For instance, let's say you're running a game with 1M DAU, and 5M total active users, making $10k per day (not sure if that's reasonable, but let's pretend), and you've figured out that 12h of downtime makes you lose approximately 10% of the users that log in during that period. In that case, 12h of downtime costs you a one-time "fee" of $5k, and also pushes away ~1% of your total users, which will cost you $100 per day as an ongoing "cost".
If we assume this happens exactly once, and that a mitigation strategy would work with 100% effectiveness, then you should be willing to spend up to $100 extra per day to implement that strategy; the $5k up-front loss is not nothing, but we can probably assume it'll get eaten up by engineering time to implement that strategy. If such a strategy would cost significantly more than $100 per day over your current costs, then by pursuing it you're assuming that "oh shit it's all gone to hell!" AWS events are likely to affect you multiple times over the period in question.
I'm not saying these numbers are realistic in any way, or that the method I've shown is 100% sound (I'm on an iPhone, so I haven't edited or reread any of it); I'm just saying that whether you pursue a mitigation strategy or not, it's not terribly difficult to ground your decision in numbers. They do tend to be right on the edge of reasonable for a lot of people, so it's worth thinking about them (good) or (better) measuring them.

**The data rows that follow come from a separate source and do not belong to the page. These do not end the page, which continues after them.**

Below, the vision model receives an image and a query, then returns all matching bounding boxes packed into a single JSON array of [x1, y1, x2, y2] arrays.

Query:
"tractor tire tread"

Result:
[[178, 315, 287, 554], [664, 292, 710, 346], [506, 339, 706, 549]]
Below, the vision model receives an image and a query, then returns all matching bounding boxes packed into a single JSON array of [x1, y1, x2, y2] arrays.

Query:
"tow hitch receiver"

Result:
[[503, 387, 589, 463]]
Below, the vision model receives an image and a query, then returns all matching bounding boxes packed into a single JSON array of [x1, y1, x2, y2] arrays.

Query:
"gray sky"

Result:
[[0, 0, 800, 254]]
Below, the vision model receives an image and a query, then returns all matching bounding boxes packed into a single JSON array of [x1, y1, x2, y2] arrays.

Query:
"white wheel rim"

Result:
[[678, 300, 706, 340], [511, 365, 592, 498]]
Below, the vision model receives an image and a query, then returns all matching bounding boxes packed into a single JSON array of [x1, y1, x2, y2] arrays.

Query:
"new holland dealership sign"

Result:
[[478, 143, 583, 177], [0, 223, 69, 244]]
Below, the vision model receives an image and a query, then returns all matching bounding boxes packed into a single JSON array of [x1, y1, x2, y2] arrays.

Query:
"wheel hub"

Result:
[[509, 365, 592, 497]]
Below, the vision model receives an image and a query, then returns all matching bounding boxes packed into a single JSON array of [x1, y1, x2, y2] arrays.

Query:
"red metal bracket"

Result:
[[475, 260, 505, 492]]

I agree with the first sentence, uptime is a very nice thing that users will notice and appreciate over time.
However, I strongly disagree with the second sentence. Investing is uptime is not always worth it. Taken to its logical extreme, imagine 2 potential websites. One of them is incredibly useful but only up 80% of the time. The other one is a blank HTML page, but it the most reliable website in history with 0 seconds of downtime in the past 10 years. If I surveyed users of both websites, I think it would be almost unanimous that people preferred the useful website that was up sometimes.
Startups have limited time and resources, and in practice getting 99% uptime is relatively easy, whereas 99.9% uptime is relatively hard. That is a difference of ~7 hours of uptime per month. Yes, it sucks when your website is down, but it also sucks when there are features you can't develop because you don't have the time or your technical infrastructure doesn't allow in order to chase ultra high reliability. Obviously this depends on your industry, IE if you are a payment processor you better have super high uptime or you aren't going to have any customers, but realistically most companies will likely not lose that many customers if they are up >99% of the time.
There's also risks inherent in a more complicated system.
You can engineer a more complicated system with the goal of avoiding downtime, but this added complexity may end up with unexpected corner-cases and cause a net decrease in uptime, at least in the short term.
It's often better to concentrate on improving mean time to repair (MTTR).
When you are a Google or a Twitter or an Amazon, you lose lots of money per minute of downtime, so economically speaking it makes sense for them to invest in this. However for an average startup, I don't think having a couple hours of downtime per month is actually going to be that big of a deal. Of course you need to ensure your data is always safe, and your machine configuration is also easy to deploy (via AMIs or something like puppet) so you have the ability to get back up and running in catastrophic cases, but at the end of the day having a good "We're currently having technical issues" screen could very well be a better investment than shooting for a technical setup that can still be up during catastrophic events.